License: MIT License

Java 100.00%

bitcoincoreandroid's Introduction

BitcoinCore for Android

This app includes bitcoind and bitcoin-cli compiled for Android. All command line and config options are available to the user. There is an option to auto-start the daemon when device is charging and on WiFi.

Run it for fun, or to help me experiment with NAT traversal and other new capabilities. Please do not rely on this app to serve your wallet or you might lose all your funds.

Download on PlayStore, or build yourself.

To download the debug.log file from the app, use:

adb backup -f backup.ab org.lndroid.bitcoincore; dd if=backup.ab bs=4K iflag=skip_bytes skip=24 | python -c "import zlib,sys;sys.stdout.write(zlib.decompress(sys.stdin.read()))" > backup.tar

You will have to confirm a backup operation on your phone. After that, the contents of .bitcoin directory will be in the backup.tar.

Building

First you need to build the bitcoin-core binaries for Android. Among common build dependencies you'll need Android Toolchain. Get an Android Studio and download the toolchain using SDK Manager.

First you need to build bitcoin dependencies:

  • Apply this commit to ./build-aux/m4/ax_boost_thread.m4.
  • Go to 'depends', read README. Choose you Android architecture (aarch64-linux-android and x86_64-linux-android are most common) and run something like:

ANDROID_SDK=/home/user/Android/Sdk ANDROID_NDK=/home/user/Android/Sdk/ndk-bundle make HOST=aarch64-linux-android ANDROID_API_LEVEL=28 ANDROID_TOOLCHAIN_BIN=/home/user/Android/Sdk/ndk- bundle/toolchains/llvm/prebuilt/linux-x86_64/bin

  • When depends are built, configure bitcoin core to use them:

./configure --host=aarch64-linux-android --disable-wallet --with-gui=no --prefix=/home/user/bitcoin/depends/aarch64-linux-android

  • Then make. What you get is bitcoind and bitcoin-cli compiled for your chosen arch.

Now you can build this app with your compiled binaries:

  • Clone this repo and cd.
  • Create a directory for your chosen architecture. ARCH - one of names from here, most commonly arm64-v8a or x86_64.

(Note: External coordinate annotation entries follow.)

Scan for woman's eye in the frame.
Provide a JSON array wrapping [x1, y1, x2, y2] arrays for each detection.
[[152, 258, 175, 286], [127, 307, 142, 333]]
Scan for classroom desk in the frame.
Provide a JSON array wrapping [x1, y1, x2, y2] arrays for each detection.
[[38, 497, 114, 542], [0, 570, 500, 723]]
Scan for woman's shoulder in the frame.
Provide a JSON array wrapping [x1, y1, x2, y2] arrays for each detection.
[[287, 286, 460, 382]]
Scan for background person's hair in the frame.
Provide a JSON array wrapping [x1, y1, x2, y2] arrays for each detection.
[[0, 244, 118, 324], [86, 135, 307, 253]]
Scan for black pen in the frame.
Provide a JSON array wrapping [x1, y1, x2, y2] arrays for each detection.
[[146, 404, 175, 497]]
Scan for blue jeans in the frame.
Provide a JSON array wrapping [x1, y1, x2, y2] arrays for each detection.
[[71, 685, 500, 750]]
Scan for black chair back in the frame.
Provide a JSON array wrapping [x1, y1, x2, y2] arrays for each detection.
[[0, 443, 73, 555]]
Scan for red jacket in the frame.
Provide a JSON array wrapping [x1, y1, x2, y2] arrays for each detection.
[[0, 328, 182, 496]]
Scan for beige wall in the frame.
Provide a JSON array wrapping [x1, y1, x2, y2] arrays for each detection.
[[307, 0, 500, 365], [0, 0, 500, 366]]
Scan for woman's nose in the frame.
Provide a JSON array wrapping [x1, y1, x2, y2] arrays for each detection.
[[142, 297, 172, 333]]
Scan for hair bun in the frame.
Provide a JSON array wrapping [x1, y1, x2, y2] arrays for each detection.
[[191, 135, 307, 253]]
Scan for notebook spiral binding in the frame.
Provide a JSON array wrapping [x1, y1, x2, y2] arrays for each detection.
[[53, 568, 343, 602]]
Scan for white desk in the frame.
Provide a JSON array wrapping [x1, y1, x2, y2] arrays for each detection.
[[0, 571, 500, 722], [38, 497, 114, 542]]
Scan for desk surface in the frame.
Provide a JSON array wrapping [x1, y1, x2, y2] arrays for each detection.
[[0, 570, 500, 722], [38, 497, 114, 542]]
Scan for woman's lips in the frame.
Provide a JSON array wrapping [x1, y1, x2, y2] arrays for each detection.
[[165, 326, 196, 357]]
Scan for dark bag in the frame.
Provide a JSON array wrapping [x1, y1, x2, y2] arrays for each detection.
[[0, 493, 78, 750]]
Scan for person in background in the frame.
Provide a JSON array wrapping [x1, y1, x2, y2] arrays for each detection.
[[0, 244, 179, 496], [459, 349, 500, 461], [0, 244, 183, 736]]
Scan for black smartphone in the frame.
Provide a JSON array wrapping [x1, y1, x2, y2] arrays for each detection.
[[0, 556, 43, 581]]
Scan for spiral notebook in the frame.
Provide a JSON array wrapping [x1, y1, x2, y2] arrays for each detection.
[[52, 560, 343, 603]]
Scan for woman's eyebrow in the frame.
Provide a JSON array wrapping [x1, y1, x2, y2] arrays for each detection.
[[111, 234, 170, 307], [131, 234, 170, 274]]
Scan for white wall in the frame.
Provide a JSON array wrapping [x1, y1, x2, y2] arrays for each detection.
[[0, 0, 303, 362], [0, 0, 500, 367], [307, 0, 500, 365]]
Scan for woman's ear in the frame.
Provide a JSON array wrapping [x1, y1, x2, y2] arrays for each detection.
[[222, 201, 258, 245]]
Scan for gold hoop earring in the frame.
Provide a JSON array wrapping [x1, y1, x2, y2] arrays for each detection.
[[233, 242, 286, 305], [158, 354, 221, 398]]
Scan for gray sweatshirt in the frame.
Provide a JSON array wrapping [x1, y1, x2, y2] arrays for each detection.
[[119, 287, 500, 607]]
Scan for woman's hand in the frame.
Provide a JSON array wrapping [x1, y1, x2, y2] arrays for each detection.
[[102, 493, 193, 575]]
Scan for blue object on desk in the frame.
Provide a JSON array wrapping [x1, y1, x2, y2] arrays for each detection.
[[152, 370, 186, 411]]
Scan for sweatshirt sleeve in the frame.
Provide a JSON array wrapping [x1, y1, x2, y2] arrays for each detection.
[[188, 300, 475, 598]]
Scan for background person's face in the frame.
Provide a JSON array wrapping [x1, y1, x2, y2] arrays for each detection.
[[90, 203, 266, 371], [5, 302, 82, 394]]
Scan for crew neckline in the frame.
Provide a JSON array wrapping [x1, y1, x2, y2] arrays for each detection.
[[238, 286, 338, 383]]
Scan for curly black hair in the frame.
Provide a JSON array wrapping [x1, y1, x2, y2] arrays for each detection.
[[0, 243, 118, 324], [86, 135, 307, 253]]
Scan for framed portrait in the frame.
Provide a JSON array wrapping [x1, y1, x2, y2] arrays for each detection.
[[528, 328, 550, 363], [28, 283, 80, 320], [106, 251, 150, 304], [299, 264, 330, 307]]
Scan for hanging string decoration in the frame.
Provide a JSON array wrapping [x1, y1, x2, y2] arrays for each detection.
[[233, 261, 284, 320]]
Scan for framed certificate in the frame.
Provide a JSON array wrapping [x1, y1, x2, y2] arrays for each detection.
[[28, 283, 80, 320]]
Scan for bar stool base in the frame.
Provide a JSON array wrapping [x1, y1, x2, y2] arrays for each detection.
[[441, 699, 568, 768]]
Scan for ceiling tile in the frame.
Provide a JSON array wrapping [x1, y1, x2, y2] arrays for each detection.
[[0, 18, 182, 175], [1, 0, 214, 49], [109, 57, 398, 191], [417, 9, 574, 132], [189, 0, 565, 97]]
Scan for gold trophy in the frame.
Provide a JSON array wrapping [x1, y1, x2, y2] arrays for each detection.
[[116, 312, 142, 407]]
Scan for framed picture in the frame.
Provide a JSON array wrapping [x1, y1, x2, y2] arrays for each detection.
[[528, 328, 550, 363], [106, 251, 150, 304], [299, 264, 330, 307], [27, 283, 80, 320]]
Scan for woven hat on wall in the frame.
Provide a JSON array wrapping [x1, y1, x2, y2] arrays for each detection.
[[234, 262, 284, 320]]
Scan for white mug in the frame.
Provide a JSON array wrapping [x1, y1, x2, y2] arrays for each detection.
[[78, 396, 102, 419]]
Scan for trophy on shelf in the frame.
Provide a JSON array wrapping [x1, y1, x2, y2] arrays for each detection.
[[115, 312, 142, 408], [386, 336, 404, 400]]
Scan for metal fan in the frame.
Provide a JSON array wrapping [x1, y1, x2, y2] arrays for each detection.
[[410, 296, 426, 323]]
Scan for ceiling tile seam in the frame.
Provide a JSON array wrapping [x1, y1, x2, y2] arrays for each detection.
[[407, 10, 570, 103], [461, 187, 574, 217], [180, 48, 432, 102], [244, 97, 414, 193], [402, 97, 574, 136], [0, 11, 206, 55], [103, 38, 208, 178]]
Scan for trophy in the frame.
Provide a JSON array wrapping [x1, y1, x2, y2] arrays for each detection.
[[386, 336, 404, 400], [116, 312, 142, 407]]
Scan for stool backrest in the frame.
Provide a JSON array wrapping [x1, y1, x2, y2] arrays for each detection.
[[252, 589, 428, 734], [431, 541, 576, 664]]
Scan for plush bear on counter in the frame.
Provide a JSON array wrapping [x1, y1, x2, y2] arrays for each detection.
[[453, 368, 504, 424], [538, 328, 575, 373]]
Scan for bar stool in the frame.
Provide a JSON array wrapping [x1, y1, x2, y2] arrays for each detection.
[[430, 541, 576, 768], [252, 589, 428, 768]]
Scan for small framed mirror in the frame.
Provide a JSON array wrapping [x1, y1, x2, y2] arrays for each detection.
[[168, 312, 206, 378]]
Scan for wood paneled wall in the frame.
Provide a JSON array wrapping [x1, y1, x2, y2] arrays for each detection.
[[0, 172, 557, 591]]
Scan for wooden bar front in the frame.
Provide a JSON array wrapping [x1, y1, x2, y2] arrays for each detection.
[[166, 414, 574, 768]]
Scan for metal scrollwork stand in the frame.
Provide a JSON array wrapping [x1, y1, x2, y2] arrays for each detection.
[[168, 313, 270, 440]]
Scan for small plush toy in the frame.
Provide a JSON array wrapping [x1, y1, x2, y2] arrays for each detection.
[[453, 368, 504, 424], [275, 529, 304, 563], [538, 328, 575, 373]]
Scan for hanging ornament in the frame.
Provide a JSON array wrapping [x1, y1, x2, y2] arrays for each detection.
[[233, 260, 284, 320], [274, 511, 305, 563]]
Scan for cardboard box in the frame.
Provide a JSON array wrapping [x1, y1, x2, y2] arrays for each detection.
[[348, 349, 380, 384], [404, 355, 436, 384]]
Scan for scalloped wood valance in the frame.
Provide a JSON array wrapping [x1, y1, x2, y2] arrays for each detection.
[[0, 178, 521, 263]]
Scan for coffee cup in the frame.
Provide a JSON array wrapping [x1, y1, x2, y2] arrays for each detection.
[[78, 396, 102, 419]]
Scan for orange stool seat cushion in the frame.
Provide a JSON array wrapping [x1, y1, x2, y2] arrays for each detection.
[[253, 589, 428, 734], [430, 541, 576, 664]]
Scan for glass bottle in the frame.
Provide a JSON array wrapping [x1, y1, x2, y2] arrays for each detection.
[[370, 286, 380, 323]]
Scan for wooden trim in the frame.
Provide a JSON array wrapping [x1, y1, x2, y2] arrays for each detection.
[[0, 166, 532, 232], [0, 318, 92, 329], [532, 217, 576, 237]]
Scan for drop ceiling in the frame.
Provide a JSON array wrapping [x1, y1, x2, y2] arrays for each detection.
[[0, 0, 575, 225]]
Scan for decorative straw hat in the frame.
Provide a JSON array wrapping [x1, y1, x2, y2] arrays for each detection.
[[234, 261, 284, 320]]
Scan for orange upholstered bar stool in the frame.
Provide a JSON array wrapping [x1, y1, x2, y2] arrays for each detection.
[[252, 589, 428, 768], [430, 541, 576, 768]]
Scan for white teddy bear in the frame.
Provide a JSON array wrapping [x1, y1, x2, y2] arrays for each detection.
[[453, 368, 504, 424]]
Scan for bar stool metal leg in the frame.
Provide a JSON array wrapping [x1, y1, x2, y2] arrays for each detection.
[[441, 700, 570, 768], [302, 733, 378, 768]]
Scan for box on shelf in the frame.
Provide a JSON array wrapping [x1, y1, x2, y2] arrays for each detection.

mkdir app/src/main/jniLibs/$(ARCH)

  • Copy your bitcoind and bitcoin-cli into the dir created above under names libbitcoind.so and libbitcoin-cli.so. This is the only way to force Android Studio to bundle the binaries with the APK.
  • Edit build.gradle's 'abiFilters' to only include the archs you compiled.
  • Build the project. The built apk should will now include your bitcoin core binaries.

NAT traversal

This app is built as a testing environment for NAT traversal capability that I'm working on. Igor Cota proposed the idea of 'sleeper nodes' on the LN mailing list. Essentially, we want the pruned nodes on mobile devices to be able to serve light clients (at night, when device is charging and has access to WiFi). For that we need NAT traversal built into the bitcoind.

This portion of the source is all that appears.